Do not be afraid of those who kill the body but cannot kill the soul. Rather, be afraid of the One who can destroy both soul and body in hell (Mt. 10.28 NIV).
Jesus, in Mt. 10.28, gives the function of hell (Gehenna) as the destruction of the human wicked. This, obviously, is eternal punishment, annihilation. Eternal Conscious Torment (ECT) it seems is predicated upon only Satan, the Beast, and the False Prophet: And the devil, who deceived them, was thrown into the lake of burning sulfur, where the beast and the false prophet had been thrown. They will be tormented day and night for ever and ever (Rev. 20.10 NIV). Yes, unredeemed humans will be sent to the same place, but their duration is temporary unlike those for whom the Lake of Fire prepared (see Mt. 25.41).
At creation of Adam, God gives the human spirit in conjunction with the body to create a soul: Then the Lord God formed a man from the dust of the ground and breathed into his nostrils the breath of life, and the man became a living being (Gen. 2.7 NIV). This “breath of life” is a spirit who returns to God at death: and the dust returns to the ground it came from, and the spirit returns to God who gave it (Eccl. 12.7 NIV). These spirits, it seems, will be reconstituted with physical bodies at different times depending on their order: For as in Adam all die, so in Christ all will be made alive. But each in turn: Christ, the Firstfruits; then, when he comes, those who belong to him (1Cor. 15.22-23 NIV). Therefore, the redeemed will receive “spiritual bodies” (see 1 Cor. 15.44) at the return of Jesus to Earth.
Only the Righteous Receive Immortal Bodies
It seems humans were promised immortality by the presence of the Tree of Life in The Garden of Eden. After Adam’s Fall, access to immortality was withdrawn by expulsion of the offending couple from Eden: He must not be allowed to reach out his hand and take also from the tree of life and eat, and live forever (Gen. 3.22b NIV). Humans could not have been redeemed, it seems, if they were both immortal and sinners at the same time. Therefore, by almost universal agreement among Christians, the removal from Eden of Adam and Eve was a gracious act that opened the way for humans to be saved by the sacrificial death of Christ on their behalf.
Humans, by nature, do not have native immortality as seen in Genesis 3.22. Paul affirms the same in 1 Cor. 15. 42: So will it be with the resurrection of the dead.

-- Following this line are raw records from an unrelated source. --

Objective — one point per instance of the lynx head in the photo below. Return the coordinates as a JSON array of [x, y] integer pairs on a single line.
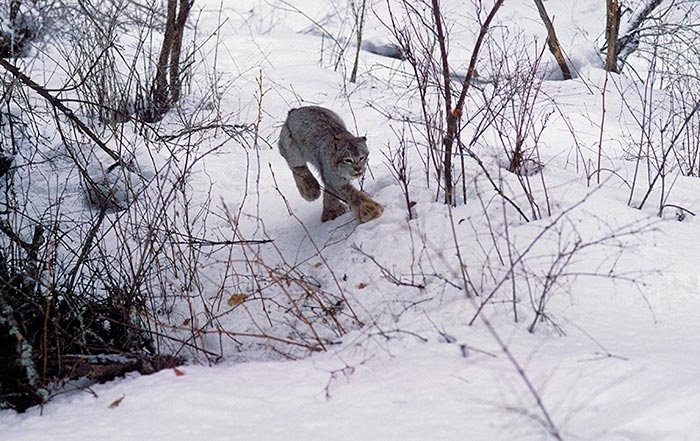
[[350, 156]]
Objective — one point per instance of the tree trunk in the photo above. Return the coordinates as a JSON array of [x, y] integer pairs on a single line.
[[166, 87], [612, 30], [553, 41]]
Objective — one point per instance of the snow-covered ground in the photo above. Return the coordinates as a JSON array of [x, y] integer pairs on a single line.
[[616, 358]]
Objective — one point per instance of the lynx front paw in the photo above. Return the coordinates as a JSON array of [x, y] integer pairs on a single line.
[[306, 183], [368, 210], [332, 213]]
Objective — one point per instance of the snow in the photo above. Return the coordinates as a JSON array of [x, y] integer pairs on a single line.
[[616, 360]]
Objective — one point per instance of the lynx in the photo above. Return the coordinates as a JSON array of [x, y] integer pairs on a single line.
[[318, 136]]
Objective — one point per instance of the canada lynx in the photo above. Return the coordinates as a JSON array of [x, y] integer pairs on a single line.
[[318, 136]]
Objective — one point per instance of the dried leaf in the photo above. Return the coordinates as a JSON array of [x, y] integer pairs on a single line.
[[116, 402], [236, 299]]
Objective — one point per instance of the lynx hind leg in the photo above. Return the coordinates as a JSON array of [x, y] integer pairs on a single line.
[[306, 183], [333, 207], [364, 207]]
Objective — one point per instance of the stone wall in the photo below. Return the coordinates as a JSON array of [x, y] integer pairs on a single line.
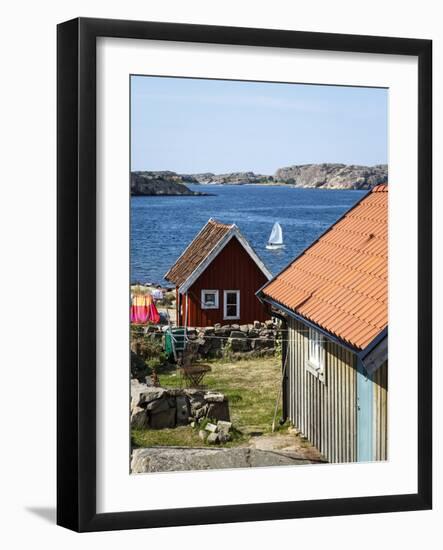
[[158, 408], [233, 341]]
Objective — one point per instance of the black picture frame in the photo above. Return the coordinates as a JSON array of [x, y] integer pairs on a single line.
[[76, 265]]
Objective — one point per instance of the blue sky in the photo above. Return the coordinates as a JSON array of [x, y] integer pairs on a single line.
[[192, 125]]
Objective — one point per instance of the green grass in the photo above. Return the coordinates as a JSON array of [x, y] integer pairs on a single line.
[[251, 386]]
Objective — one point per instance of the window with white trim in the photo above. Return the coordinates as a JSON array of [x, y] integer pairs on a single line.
[[231, 305], [316, 356], [209, 299]]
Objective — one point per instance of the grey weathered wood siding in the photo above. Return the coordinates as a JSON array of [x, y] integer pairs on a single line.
[[380, 396], [325, 412]]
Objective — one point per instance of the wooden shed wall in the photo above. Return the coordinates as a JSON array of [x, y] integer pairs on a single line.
[[325, 413], [380, 397], [232, 269]]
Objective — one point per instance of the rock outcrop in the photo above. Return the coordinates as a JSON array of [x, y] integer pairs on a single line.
[[333, 176], [160, 183], [170, 459], [157, 408], [326, 176], [234, 178]]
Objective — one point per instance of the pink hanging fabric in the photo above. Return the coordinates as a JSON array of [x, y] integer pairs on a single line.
[[143, 310]]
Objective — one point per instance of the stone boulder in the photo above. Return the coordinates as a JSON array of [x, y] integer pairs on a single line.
[[167, 459]]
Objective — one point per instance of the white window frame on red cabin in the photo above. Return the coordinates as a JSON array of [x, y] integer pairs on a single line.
[[204, 305], [227, 317]]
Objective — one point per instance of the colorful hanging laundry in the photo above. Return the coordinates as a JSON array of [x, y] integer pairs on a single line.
[[143, 310]]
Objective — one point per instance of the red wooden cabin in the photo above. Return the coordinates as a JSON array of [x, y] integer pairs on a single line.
[[216, 278]]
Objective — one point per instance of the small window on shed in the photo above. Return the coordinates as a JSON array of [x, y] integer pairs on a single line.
[[316, 356], [209, 299]]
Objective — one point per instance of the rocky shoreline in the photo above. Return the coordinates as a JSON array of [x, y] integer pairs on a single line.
[[311, 176], [160, 184]]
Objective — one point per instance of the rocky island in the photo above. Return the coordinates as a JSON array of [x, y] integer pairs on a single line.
[[324, 176], [160, 183]]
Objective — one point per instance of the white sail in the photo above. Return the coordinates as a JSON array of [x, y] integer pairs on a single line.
[[276, 236]]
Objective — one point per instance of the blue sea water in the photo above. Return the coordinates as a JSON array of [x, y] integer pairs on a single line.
[[161, 227]]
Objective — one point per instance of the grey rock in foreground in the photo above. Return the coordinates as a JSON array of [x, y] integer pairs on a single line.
[[174, 459], [158, 408]]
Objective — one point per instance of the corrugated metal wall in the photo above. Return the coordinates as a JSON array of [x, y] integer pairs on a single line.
[[326, 412], [380, 394]]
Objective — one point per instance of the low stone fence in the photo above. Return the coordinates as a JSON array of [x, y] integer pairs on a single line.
[[234, 341], [158, 408]]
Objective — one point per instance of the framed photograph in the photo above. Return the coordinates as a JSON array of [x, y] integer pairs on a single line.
[[242, 214]]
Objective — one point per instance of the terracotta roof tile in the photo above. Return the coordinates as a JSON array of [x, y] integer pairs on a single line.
[[211, 234], [340, 282]]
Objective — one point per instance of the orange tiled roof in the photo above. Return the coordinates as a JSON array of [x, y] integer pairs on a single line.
[[340, 282], [197, 251]]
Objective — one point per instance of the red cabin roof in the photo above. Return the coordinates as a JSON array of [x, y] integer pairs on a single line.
[[208, 243]]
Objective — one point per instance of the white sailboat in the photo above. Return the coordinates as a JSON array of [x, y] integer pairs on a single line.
[[275, 238]]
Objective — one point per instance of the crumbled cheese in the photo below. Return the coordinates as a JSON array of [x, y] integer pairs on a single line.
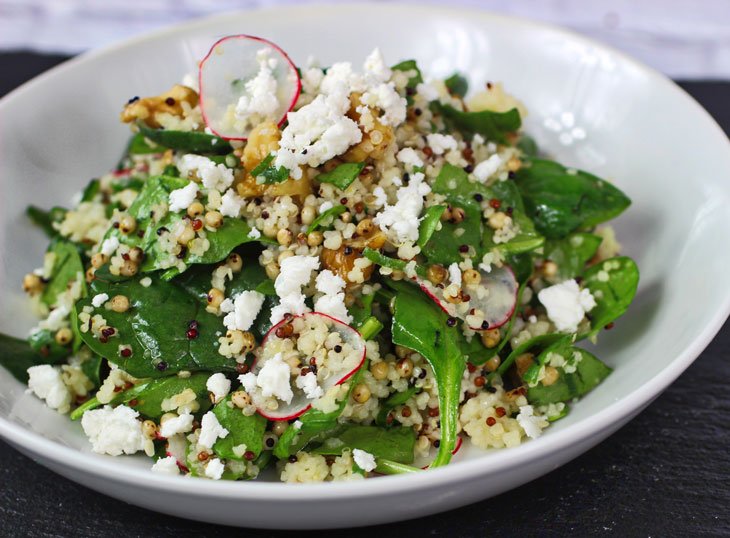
[[231, 204], [259, 103], [364, 460], [440, 144], [241, 312], [46, 382], [532, 424], [485, 169], [180, 424], [332, 302], [99, 299], [409, 156], [180, 199], [317, 132], [273, 379], [213, 176], [113, 430], [214, 469], [211, 430], [308, 383], [109, 246], [455, 274], [167, 465], [400, 221], [295, 272], [218, 385], [566, 304]]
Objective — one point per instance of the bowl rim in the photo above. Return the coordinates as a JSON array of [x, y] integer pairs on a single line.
[[500, 460]]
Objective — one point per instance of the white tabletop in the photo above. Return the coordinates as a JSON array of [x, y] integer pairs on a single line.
[[683, 38]]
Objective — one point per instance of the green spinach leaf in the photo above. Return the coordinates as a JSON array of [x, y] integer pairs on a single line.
[[561, 200]]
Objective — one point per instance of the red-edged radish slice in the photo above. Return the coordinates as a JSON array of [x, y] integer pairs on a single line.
[[333, 367], [490, 304], [245, 80]]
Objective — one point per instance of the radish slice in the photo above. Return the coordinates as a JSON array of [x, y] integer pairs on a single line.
[[327, 352], [490, 304], [246, 80]]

The body that is sown is perishable, it is raised imperishable (NIV). Further, the bible is explicit that, 1. humans are mortal, and 2. the redeemed are only given immortality by Paul’s use of “we”: For the trumpet will sound, the dead will be raised imperishable, and we will be changed. For the perishable must clothe itself with the imperishable, and the mortal with immortality (1Cor. 15.52b-53 NIV).

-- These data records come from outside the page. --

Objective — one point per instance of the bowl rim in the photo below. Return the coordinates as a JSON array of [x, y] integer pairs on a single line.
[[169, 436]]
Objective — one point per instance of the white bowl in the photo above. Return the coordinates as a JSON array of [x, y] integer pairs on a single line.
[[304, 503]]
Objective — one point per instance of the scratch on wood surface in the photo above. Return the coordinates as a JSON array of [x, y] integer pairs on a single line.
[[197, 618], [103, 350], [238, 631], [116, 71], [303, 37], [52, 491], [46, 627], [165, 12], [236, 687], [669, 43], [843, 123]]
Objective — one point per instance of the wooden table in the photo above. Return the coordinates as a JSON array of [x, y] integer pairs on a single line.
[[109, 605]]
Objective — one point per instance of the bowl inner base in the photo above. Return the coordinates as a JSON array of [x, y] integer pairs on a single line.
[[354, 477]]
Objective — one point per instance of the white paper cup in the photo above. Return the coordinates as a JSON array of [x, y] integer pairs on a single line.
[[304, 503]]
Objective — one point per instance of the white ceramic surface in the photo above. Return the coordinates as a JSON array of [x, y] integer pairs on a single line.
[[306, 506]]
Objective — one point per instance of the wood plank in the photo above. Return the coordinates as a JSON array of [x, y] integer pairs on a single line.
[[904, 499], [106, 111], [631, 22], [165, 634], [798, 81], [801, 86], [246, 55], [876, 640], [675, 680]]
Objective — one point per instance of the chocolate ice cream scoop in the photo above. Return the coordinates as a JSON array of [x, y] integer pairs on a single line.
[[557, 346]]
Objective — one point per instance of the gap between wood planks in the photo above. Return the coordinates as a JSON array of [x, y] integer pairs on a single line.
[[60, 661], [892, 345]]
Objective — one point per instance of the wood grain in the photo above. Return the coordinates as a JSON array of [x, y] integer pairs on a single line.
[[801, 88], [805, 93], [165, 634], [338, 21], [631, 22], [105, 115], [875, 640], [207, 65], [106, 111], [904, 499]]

Therefore, it is clear that only God’s people are given eternal life and will never perish: I give them eternal life, and they shall never perish; no one will snatch them out of my hand (Jn. 10.28 NIV). If humans had native immortality, this statement by Jesus would make no sense whatsoever. This eternal life is a gift that nonredeemed are never given, and therefore they remain mortal and subject to eventual destruction after their proportional and requisite punishment.
Conditional immortality is a doctrine taught in the bible and comports with the goodness of God. The doctrine doesn’t weaken the severity of God at all but follows the text of scripture from after the Fall in Genesis. Annihilation of wicked humans is both reasonable and severe and doesn’t dilute the justice of God. The judgement of God will be eternal for both the righteous and wicked; oblivion for the fallen but everlasting life for the people of God.
In a subtle way, most Christians have been persuaded that eternal punishment only means ECT. This is not correct, since, by definition, destruction is also eternal punishment and fulfills the criteria of the warnings in the bible. Paul even explicates the judgement upon the wicked as destruction in 2Th. 1.9: They will be punished with everlasting destruction and shut out from the presence of the Lord and from the glory of his might (NIV).